Thursday, June 19, 2008

G'ma

My grandma is dying. I am so sad...it's not a sense of, oh, she's almost 93, of course she is going to die. It's a poor circulation/infection that is slowly draining the life out of her. Right now she is in a lot of pain, but she is still functioning "normally" and going on her daily business. But it's happening - faster than I want it to. I haven't talked about this very much..ok, actually the family and I have discussed it thoroughly because G'ma has some big decisions to make in the next several days. She can either let them take her leg (her other one was taken above the knee 5 years ago), or she can get sicker and sicker until it finally takes her. But I haven't really grasped what this will mean. I think I have been in denial because she still seems like G'ma. For me, it means losing the person who used to pretend to make my sister and I into sandwiches. The woman who opened up her glorious shoe closet and square dancing dress collection for sister and I to play hours upon hours of dress up. When I baked with her as a child, standing on my tiny step stool, she'd ask me to pour in the sugar and I'd say, "all of it?" and she'd answer "allofit!" She meticulously crafted a miniature dollhouse and hat shop with my Grandpa, two gifts that will be bestowed upon my niece. It almost feels like I'm also losing the last link to my beloved Grandpa. Isn't that weird? Every time I see a geranium, I will think of her...first when I was younger and watching her tend to her garden...later as a woman and how I finally had to begin planting them for her in the brick garden off of her front porch. The one that I used to jump over instead of taking the steps. And the tire swing...how many afternoons did I spend twirling and flying hanging from that big old tree? Those sweltering Kansas summer days, when I'd stop by and she'd say, "Go get a Coke from the garage", and she'd get out the Yahtzee or Tri-ominos for a cutthroat game at the kitchen table.

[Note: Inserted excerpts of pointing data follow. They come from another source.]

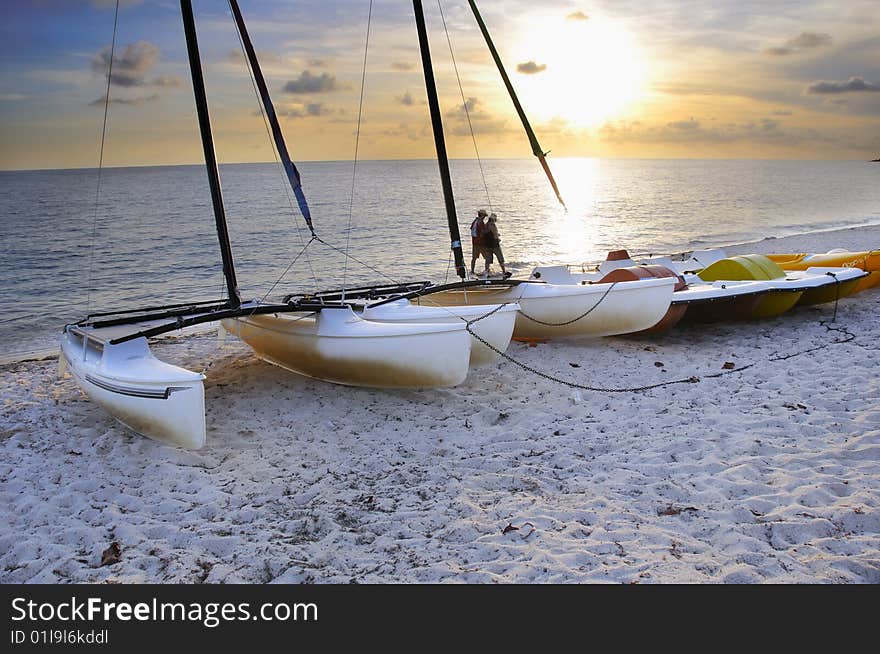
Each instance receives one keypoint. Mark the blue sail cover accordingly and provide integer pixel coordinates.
(289, 167)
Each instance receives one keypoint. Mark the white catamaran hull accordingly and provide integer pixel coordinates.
(553, 310)
(337, 346)
(154, 398)
(491, 326)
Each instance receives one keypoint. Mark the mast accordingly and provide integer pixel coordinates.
(289, 167)
(192, 47)
(533, 140)
(439, 141)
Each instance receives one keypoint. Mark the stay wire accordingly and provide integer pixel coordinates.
(101, 160)
(284, 181)
(357, 141)
(467, 112)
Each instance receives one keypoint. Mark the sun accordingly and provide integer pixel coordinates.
(583, 71)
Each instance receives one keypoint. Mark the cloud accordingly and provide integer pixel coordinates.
(692, 131)
(308, 83)
(305, 110)
(109, 4)
(134, 102)
(131, 66)
(481, 121)
(688, 124)
(167, 81)
(803, 41)
(852, 85)
(530, 68)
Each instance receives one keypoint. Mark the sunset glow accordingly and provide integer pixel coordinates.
(593, 70)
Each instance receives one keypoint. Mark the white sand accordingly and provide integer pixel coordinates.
(771, 474)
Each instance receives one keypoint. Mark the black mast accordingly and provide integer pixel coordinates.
(289, 167)
(533, 140)
(439, 141)
(192, 47)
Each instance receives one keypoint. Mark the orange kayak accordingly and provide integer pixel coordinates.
(867, 261)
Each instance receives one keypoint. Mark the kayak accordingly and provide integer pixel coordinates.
(814, 285)
(868, 261)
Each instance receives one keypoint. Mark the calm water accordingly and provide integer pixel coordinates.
(154, 239)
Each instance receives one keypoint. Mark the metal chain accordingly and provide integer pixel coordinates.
(849, 336)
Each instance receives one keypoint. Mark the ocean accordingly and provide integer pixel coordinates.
(148, 236)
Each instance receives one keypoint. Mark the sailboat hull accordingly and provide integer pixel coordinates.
(337, 346)
(490, 326)
(556, 310)
(153, 398)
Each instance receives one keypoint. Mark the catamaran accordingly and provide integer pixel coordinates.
(109, 357)
(546, 310)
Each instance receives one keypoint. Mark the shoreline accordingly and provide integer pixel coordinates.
(811, 241)
(766, 474)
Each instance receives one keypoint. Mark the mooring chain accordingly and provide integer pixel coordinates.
(635, 389)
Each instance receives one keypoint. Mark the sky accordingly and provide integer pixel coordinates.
(599, 78)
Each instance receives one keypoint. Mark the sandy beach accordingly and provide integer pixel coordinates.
(766, 474)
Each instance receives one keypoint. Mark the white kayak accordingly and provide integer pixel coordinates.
(338, 346)
(154, 398)
(557, 310)
(491, 326)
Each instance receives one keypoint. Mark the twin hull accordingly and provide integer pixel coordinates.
(556, 310)
(337, 346)
(154, 398)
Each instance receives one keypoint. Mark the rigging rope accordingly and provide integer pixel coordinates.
(278, 163)
(101, 160)
(357, 141)
(467, 112)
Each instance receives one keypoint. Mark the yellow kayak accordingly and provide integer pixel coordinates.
(867, 261)
(816, 285)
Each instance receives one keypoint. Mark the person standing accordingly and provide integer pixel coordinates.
(492, 245)
(478, 236)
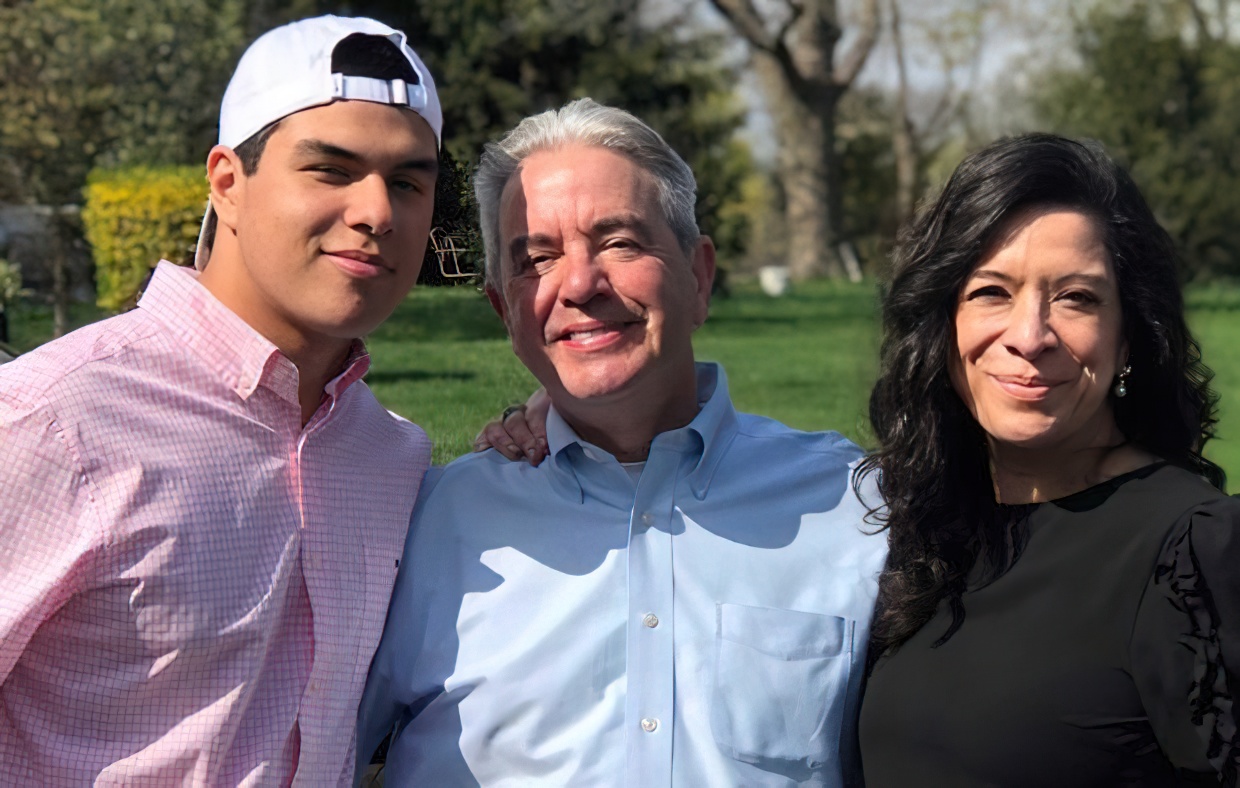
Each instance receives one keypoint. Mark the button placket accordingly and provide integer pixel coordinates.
(650, 653)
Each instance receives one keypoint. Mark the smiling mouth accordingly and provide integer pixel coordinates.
(594, 336)
(357, 263)
(1024, 389)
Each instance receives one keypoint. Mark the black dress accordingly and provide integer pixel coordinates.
(1100, 658)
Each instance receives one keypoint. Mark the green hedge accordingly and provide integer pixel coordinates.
(134, 217)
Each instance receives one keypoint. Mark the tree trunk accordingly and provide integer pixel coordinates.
(794, 52)
(60, 264)
(806, 166)
(904, 142)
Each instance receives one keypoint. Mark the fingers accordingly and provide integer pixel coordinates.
(494, 436)
(517, 423)
(536, 417)
(515, 436)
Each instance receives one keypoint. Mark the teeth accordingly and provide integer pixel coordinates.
(580, 336)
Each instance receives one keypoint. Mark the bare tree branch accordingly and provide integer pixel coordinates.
(747, 21)
(852, 61)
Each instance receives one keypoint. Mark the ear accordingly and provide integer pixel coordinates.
(227, 179)
(703, 273)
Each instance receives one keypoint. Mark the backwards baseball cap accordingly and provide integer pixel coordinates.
(290, 68)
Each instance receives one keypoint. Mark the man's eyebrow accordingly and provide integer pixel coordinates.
(518, 245)
(1083, 278)
(318, 148)
(310, 148)
(623, 221)
(988, 273)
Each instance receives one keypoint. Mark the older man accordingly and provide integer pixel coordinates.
(682, 593)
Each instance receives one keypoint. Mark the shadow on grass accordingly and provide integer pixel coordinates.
(396, 376)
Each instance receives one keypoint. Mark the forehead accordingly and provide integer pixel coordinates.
(574, 185)
(1049, 241)
(366, 127)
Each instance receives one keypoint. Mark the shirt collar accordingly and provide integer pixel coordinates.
(241, 356)
(707, 437)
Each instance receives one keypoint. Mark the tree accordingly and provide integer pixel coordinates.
(1157, 87)
(89, 82)
(502, 60)
(795, 60)
(92, 82)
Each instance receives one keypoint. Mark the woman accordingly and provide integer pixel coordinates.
(1060, 604)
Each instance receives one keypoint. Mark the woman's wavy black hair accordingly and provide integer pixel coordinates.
(933, 467)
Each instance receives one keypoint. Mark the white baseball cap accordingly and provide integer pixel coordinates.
(288, 70)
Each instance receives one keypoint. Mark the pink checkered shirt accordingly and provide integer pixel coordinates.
(191, 583)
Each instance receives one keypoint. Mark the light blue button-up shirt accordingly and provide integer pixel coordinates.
(566, 626)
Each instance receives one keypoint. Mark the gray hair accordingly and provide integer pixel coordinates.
(584, 122)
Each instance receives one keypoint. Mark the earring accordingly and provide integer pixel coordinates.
(1121, 389)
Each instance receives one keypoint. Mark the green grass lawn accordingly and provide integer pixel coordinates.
(807, 359)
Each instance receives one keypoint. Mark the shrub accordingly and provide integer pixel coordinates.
(134, 217)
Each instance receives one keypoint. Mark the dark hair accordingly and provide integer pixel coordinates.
(933, 464)
(358, 55)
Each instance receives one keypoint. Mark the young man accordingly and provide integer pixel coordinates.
(201, 505)
(681, 593)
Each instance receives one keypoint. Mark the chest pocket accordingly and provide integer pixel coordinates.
(780, 684)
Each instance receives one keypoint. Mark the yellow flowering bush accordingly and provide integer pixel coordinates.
(134, 217)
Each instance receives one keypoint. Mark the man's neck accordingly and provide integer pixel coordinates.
(628, 425)
(318, 359)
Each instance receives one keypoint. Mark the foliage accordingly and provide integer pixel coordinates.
(499, 61)
(454, 252)
(867, 165)
(1167, 104)
(107, 82)
(137, 216)
(10, 283)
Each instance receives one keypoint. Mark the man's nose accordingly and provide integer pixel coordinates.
(370, 207)
(584, 276)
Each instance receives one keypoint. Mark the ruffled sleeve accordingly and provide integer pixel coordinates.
(1186, 642)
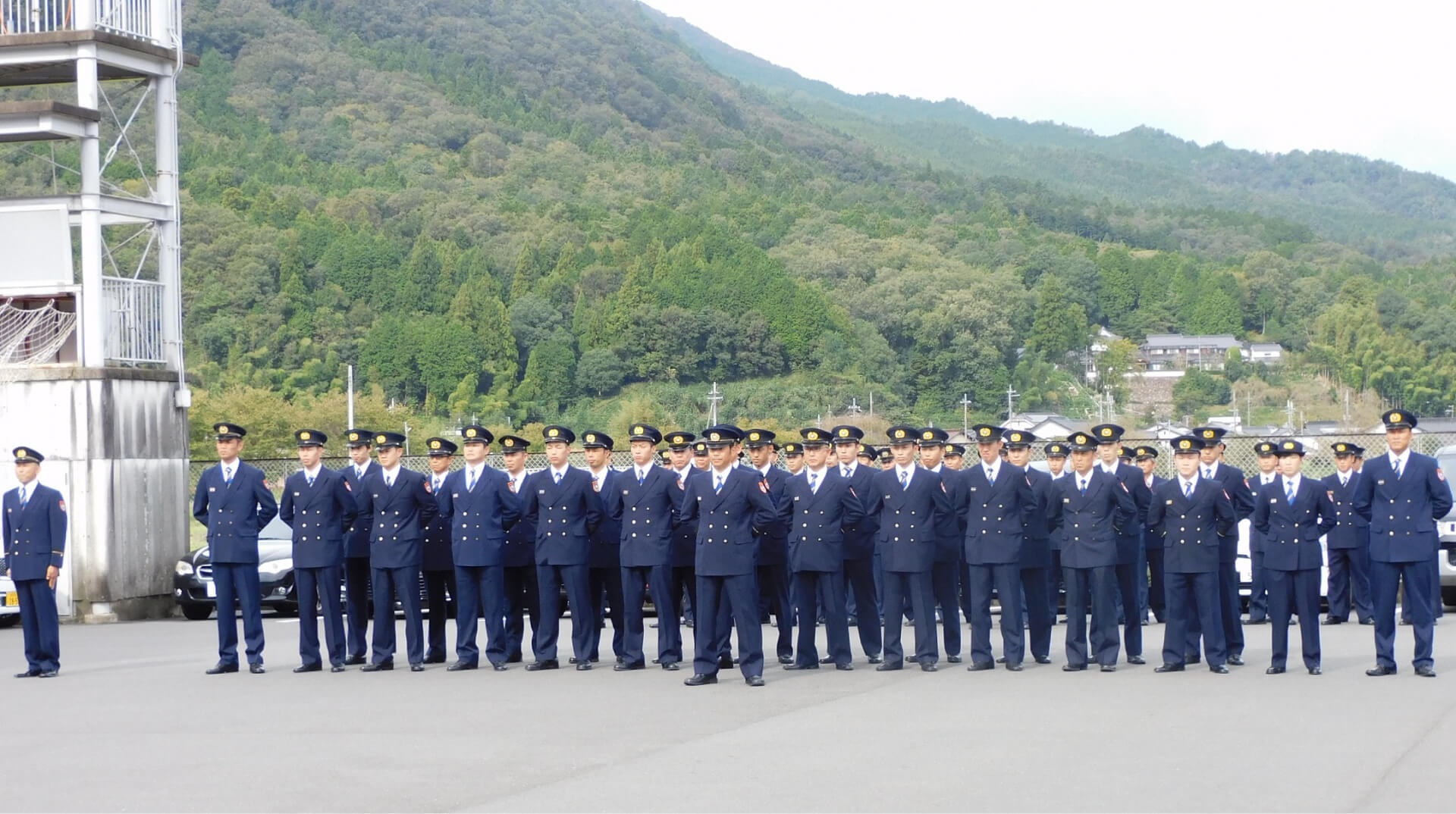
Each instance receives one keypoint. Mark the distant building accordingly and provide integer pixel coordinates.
(1267, 352)
(1177, 351)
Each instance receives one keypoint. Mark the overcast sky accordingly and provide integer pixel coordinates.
(1373, 79)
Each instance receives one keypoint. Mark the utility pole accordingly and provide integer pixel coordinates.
(714, 396)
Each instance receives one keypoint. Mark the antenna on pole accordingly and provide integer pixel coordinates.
(714, 396)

I can't imagine the thoughts going through her mind. Is she tired of being without Grandpa and ready to go plant flowers with him again? Is she just feeling the strain of her 92 years and ready to take a final rest? There are times when I believe this to be true. Then, there are times, when we're sitting at Sunday dinner and she's making some sassy remark and trying to get my Jack Jack to quit throwing food that I wonder if she really is ready. Maybe she's just relishing what could be her last few moments here. Time is truly precious and I know that I take it for granted more than I should. I know that whatever my G'ma might decide to do, I will understand and know that through this whole ordeal, she has been so brave and so strong - much more than I could ever be.